REGULARIZAÇÃO DE IMÓVEIS

A regularização tem como objetivo legalizar construções erguidas sem prévia licença e à revelia da lei de zoneamento e do Código de Obras e Edificações. As situações mais comuns de irregularidade são infrações em relação aos recuos e ao uso do imóvel, desde que permitidos na zona em que estiver localizado. Exemplos disso são corredores laterais que têm medidas menores que as mínimas permitidas pelo Código de Obras e Edificações.

POR QUE REGULARIZAR

Uma vez regularizada a edificação ou o uso instalado, o proprietário pode registrar sua casa, ter legalizado o funcionamento da atividade comercial, ter acesso a financiamentos para reformar o imóvel ou comercializá-lo. Se estiver irregular, não é possível registrá-lo no Cartório de Registro de Imóveis.

QUEM PODE REGULARIZAR

Imóveis com área construída até  1.500 m²:

  •  Com as  categorias de uso C1, C2 (comércio varejista local), S1, S2 (serviços locais), E1, E2 (instituições locais) e I1 (indústria não incômodas); 
  • Categorias de uso R1 (residência unifamiliar), R2-01 (casas geminadas), R2-03 (casas sobrepostas) e R, com qualquer área construída;
  • Localizadas em Zonas Especiais de Interesse Social (ZEIS) destinados à residência unifamiliar.
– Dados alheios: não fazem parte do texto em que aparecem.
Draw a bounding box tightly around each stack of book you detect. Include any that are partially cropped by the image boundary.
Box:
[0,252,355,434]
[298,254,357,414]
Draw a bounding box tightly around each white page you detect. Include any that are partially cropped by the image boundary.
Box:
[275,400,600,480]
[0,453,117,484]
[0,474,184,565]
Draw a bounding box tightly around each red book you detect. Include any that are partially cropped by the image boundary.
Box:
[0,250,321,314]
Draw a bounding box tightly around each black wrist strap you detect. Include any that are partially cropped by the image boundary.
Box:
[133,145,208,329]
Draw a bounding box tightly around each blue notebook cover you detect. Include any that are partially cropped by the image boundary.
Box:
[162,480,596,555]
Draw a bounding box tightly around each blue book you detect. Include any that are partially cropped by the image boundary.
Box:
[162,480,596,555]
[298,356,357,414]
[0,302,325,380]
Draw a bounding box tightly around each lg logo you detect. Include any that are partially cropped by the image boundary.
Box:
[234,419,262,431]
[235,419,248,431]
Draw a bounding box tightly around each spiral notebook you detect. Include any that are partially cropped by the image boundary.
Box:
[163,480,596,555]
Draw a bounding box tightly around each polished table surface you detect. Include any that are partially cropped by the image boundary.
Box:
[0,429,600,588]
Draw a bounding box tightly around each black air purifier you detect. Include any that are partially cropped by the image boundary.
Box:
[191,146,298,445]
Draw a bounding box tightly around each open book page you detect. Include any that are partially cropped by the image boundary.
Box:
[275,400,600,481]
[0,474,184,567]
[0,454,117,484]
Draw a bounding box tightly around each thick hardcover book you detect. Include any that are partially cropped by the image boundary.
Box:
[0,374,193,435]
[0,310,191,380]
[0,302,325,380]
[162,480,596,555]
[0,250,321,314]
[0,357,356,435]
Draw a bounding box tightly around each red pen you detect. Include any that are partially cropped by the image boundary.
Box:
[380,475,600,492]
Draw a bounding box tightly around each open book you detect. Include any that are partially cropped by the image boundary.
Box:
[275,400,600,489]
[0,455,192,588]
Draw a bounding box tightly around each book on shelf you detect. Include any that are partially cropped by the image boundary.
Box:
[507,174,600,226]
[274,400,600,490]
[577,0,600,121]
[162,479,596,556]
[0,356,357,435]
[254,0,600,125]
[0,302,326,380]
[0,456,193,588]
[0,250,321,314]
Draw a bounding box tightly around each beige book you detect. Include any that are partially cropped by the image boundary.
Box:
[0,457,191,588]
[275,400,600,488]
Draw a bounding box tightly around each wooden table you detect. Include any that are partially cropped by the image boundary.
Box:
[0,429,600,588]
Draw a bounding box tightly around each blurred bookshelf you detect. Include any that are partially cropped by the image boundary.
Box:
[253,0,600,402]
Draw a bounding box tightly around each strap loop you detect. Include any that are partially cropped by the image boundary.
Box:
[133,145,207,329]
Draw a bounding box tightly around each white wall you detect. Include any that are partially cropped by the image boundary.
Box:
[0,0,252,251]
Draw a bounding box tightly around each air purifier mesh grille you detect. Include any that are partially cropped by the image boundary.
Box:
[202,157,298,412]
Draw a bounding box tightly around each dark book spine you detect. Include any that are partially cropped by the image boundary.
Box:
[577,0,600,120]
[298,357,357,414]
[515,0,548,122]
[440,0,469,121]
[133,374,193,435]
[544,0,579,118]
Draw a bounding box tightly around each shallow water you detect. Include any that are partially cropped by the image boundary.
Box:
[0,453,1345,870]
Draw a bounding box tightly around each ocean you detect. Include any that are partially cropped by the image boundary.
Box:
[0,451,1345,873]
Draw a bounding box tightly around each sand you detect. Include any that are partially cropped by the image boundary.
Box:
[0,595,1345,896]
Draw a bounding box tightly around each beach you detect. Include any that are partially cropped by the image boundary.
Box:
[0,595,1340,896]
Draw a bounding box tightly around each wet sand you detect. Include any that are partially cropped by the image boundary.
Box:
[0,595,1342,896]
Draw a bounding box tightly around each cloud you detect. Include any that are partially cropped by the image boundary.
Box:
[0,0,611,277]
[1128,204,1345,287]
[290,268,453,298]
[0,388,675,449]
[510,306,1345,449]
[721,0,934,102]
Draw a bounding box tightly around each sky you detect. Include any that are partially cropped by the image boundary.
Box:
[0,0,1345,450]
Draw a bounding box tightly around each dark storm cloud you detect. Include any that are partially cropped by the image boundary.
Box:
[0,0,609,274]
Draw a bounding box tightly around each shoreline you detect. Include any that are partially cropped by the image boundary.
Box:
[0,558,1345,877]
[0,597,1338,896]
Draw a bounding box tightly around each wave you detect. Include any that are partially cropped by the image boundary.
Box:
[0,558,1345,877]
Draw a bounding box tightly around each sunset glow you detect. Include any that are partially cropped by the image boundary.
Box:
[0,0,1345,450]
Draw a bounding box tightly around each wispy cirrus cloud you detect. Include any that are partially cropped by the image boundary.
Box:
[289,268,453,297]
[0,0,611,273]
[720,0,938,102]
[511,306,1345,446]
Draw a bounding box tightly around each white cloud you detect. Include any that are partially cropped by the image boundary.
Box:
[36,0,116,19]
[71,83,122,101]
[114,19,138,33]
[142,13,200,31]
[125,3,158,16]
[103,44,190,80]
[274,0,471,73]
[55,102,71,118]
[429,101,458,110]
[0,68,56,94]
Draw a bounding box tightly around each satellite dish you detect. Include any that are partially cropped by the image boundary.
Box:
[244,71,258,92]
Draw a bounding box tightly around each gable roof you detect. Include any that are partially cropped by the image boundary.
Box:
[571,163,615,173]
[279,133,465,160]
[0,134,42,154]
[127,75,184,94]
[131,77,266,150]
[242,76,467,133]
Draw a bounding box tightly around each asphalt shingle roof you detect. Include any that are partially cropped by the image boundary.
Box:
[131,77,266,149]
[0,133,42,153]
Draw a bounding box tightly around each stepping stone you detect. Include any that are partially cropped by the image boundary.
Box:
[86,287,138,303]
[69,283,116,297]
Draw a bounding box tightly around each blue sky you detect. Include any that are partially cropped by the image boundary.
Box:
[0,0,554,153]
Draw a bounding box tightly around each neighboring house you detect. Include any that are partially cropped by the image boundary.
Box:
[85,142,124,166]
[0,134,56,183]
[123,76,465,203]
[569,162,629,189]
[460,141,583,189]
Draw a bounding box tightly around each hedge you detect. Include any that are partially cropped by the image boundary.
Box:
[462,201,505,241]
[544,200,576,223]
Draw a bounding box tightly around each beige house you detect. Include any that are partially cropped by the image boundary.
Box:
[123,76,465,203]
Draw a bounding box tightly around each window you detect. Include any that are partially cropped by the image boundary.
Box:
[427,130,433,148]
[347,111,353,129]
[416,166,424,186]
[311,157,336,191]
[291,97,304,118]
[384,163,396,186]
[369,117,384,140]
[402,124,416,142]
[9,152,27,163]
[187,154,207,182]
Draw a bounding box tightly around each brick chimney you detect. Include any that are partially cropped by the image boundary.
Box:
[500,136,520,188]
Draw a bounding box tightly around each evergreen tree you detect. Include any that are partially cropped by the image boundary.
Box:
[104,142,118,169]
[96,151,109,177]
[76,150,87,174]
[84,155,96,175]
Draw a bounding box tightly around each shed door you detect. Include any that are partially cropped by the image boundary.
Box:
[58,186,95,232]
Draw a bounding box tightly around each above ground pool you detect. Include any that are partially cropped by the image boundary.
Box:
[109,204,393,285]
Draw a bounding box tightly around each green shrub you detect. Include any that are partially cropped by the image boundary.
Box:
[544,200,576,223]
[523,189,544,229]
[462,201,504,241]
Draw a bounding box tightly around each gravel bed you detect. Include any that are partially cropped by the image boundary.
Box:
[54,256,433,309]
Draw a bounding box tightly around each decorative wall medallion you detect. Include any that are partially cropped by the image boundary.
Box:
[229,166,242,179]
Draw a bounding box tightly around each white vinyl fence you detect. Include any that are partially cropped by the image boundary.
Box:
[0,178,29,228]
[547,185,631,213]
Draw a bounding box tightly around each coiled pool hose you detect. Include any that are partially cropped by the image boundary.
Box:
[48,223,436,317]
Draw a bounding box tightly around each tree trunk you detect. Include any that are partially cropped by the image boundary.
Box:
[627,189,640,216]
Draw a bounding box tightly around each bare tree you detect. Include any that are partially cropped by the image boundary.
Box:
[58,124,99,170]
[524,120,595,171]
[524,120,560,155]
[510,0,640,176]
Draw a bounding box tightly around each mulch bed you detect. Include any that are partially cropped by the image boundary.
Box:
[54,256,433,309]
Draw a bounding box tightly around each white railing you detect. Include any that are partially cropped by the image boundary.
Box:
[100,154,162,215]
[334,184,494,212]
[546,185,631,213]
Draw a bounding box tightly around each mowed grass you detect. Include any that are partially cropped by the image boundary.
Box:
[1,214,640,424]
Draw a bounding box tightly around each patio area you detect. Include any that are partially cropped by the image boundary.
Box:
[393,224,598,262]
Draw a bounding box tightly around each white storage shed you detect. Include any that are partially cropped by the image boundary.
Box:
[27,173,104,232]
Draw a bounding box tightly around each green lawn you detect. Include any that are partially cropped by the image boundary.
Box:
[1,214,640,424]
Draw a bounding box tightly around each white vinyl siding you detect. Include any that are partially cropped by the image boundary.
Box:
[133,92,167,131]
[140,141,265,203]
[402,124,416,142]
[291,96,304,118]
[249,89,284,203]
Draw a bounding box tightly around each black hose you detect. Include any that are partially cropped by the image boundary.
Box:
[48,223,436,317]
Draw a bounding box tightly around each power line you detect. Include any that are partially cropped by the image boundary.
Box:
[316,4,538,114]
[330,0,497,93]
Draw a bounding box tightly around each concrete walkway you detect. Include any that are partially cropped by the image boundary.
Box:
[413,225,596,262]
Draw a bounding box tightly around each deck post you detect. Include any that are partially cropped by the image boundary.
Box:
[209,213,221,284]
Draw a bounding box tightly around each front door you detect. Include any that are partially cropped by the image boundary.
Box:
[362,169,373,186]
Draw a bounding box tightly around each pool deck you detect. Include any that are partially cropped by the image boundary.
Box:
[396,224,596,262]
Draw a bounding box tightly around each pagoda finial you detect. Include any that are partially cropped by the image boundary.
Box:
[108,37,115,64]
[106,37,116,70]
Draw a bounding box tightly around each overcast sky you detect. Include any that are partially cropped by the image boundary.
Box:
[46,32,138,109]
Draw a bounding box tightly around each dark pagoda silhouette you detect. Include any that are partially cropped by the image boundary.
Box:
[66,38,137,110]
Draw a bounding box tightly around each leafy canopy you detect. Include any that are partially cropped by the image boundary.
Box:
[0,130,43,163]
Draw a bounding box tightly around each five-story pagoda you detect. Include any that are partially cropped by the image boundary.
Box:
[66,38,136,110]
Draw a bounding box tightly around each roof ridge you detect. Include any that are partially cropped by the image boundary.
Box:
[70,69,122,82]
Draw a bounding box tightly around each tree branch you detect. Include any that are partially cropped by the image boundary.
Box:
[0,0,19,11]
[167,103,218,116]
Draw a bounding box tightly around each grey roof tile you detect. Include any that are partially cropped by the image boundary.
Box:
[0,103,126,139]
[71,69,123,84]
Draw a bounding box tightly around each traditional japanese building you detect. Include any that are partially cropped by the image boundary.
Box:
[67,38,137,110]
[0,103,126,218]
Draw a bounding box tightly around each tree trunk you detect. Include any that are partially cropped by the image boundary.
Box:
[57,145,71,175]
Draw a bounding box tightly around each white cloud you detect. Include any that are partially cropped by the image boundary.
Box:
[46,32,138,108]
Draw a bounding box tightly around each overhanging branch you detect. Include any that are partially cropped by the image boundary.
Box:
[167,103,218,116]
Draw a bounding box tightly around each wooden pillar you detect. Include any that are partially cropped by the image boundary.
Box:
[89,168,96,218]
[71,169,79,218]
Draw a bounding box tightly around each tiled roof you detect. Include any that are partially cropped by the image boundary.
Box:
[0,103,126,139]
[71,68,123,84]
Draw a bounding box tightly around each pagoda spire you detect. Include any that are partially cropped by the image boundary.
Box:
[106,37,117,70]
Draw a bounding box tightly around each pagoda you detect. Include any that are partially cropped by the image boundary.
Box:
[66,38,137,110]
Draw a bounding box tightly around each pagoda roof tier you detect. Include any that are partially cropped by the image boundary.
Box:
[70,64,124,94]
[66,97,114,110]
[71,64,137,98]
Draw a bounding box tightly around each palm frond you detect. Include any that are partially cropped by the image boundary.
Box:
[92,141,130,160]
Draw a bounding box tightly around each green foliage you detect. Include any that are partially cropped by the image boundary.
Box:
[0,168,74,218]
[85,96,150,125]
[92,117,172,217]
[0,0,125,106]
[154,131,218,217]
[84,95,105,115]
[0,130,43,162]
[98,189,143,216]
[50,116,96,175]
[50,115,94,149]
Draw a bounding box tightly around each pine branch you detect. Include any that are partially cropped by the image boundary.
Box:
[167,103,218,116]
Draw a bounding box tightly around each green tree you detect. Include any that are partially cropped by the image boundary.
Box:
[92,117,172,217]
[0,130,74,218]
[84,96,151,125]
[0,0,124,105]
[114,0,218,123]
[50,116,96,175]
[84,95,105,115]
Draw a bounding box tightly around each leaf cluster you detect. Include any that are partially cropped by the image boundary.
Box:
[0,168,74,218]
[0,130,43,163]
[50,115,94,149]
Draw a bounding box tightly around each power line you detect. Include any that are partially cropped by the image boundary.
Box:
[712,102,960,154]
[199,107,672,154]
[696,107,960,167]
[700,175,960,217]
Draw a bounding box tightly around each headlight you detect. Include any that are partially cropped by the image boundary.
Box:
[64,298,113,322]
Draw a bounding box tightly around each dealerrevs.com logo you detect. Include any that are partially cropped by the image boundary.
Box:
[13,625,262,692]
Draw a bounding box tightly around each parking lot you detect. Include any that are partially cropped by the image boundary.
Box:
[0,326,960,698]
Imóveis com área construída superior a   1.500 m²:

  • Que abriguem as categorias de uso C2, S2, E2 (comércio, serviço e instituições);
  • Localizadas em Zonas Especiais de Interesse Social (ZEIS) e que se enquadrem na definição contida no § 1º do artigo 1º do Decreto nº 44.667, de 26 de abril de 2004, independentemente da área construída e da destinação (exceto as residências unifamiliares);
  • Imóveis sujeitos ao recolhimento de outorga onerosa, independentemente de sua destinação;
  • Que abriguem as categorias de uso R2.02 (edificações residenciais verticais), R3 (conjuntos residenciais – condomínios, vilas), C3 (comércio atacadista), S3 (serviços especiais – garagens de ônibus ou frota de táxi, armazéns, grandes depósitos), E3 (instituições especiais – hospitais, escolas) , E4 (usos especiais – cemitérios, heliponto), I2 e I3 (indústria diversificada), independentemente da área construída;
  • Destinadas aos clubes sociais e recreativos enquadrados em Z8-AV8 e Z8-AV9;
  • Imóveis destinados aos postos de abastecimento e lavagem de veículos.

DOCUMENTOS NECESSÁRIOS

1. Requerimento de regularização, que pode ser obtido na Sehab, nas Subprefeituras ou pela Internet;

2. Cópia do IPTU (Imposto Predial e Territorial Urbano, ano 2002) do imóvel;

3. Comprovante de pagamento das seguintes taxas:
a) Expediente (R$ 20,00);
b) Taxa específica para regularização relativa a área a ser regularizada no valor de R$ 2,90/m²;

4. Cópia de documento que comprove a propriedade ou a posse do imóvel. Por exemplo: escritura, compromisso ou promessa de compra, venda ou cessão, recibo de pagamento total ou parcial de aquisição, entre outros, desde que comprovada a origem do lote através do Registro de Imóveis;

5. “Peças gráficas” – plantas e cortes da edificação, em 2 (duas) vias. Devem ser fiéis à situação existente e identificadas as partes a regularizar e as partes existentes já regulares, quando houver;

6. Cópia de documento que comprove a regularidade da construção existente, se houver, expedido até 15 de abril de 2003;

7. Demais anuências e aprovações.

TAXAS
1. Taxa de expediente de R$ 20,00

2. Taxa de regularização – R$ 2,90 por metro quadrado a ser regularizado;

3. ISS (Imposto sobre Serviços de Qualquer Natureza) sobre a área a regularizar – R$ 8,35/m². O pagamento pode ser dividido em até cinco vezes com parcelas de, no mínimo, R$ 50,00.